Youth Dessert-Auction:
Fast forward to Sunday back home in Tarboro, where we gathered in the fellowship hall for lunch and a “dessert auction” designed to raise funds for youth ministry events this summer.
The silliness, the laughter, the friendly out-bidding for pound cakes and cheesecakes and cookies and tiramisu followed by sharing with those who came up short, and then writing checks for way more than the amount we bid because the bottom line is supporting and encouraging all these teens and their families.
Life! The juxtaposition of two ends of the spectrum but all essentially about the same truth. And that truth is the fact that we were created for the specific purpose of community.
We belong to God, yes, and we also belong to one-another. This is why Jesus summarized all the important commandments in the context of wholehearted love, love in practice both for God and our neighbor too.

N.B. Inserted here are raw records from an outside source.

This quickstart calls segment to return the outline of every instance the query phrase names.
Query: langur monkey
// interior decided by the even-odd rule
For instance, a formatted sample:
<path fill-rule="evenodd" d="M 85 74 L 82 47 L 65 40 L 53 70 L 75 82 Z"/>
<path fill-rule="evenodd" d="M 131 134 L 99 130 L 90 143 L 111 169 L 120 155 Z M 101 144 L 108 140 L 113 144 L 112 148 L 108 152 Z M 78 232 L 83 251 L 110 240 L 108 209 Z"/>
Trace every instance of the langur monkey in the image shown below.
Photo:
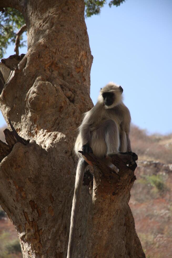
<path fill-rule="evenodd" d="M 109 155 L 131 151 L 129 137 L 131 117 L 123 102 L 121 86 L 110 82 L 101 89 L 95 105 L 84 114 L 74 149 L 79 157 L 72 203 L 67 258 L 72 258 L 77 215 L 84 171 L 92 165 L 78 152 L 93 152 L 109 166 Z"/>

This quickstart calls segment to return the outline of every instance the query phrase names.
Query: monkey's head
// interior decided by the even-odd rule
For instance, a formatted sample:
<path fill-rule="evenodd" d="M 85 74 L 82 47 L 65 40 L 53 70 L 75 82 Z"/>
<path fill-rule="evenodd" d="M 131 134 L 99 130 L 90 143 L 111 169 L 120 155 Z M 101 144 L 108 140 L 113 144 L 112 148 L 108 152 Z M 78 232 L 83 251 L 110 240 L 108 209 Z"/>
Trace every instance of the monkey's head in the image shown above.
<path fill-rule="evenodd" d="M 98 97 L 99 103 L 104 105 L 105 108 L 112 108 L 122 100 L 123 89 L 113 82 L 109 82 L 101 89 Z"/>

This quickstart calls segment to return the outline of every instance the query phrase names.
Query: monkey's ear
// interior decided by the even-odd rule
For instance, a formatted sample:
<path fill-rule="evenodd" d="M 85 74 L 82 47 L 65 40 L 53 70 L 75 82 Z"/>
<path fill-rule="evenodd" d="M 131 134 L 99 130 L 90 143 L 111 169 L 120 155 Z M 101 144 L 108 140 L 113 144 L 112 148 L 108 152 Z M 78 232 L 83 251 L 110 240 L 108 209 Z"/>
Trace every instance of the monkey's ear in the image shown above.
<path fill-rule="evenodd" d="M 121 93 L 122 93 L 123 92 L 123 89 L 120 86 L 119 87 L 119 89 L 120 91 L 121 92 Z"/>

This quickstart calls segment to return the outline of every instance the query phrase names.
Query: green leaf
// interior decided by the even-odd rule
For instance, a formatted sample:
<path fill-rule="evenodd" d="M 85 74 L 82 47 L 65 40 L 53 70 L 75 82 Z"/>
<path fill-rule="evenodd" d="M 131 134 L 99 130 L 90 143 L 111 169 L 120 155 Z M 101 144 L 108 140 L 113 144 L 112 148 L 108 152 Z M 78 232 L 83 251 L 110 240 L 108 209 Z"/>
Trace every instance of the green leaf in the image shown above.
<path fill-rule="evenodd" d="M 16 41 L 16 33 L 25 23 L 22 13 L 16 9 L 4 8 L 4 11 L 0 12 L 0 58 L 6 53 L 7 48 Z M 20 37 L 19 46 L 25 46 L 25 42 L 22 41 L 23 37 Z"/>

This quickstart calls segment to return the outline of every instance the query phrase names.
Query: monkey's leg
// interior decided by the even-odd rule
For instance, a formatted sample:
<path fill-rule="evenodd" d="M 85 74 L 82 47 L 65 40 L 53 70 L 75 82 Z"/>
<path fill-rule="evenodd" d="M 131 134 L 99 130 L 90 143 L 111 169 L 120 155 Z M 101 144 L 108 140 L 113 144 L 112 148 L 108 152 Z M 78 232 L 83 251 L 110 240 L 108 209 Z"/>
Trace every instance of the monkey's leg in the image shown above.
<path fill-rule="evenodd" d="M 125 132 L 122 131 L 120 134 L 120 147 L 119 151 L 122 152 L 128 151 L 127 136 Z"/>
<path fill-rule="evenodd" d="M 72 258 L 72 251 L 74 241 L 76 219 L 81 190 L 84 171 L 88 165 L 88 163 L 83 158 L 81 158 L 79 160 L 77 169 L 75 190 L 72 202 L 67 258 Z"/>

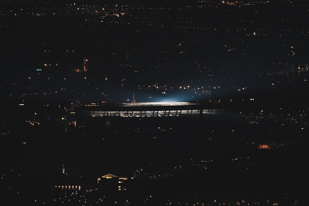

The place where all this plays out so beautifully is church.
Church does not need, by the way, to be perfect. It is simply better when we are all there, and when we take that commitment to the Good News with us into the world where we live from day to day.
So I offer this invitation, in humility and in love. Become part of this imperfect, messy, love-saturated family – where the same faith and communion that gathered to mark Connie’s transition into eternity, also laughed and encouraged and prayed and ate too much dessert with the youth the very next day.
Because this is vital, it is real, it is eternal and it is the only response to this broken world that will ever make sense.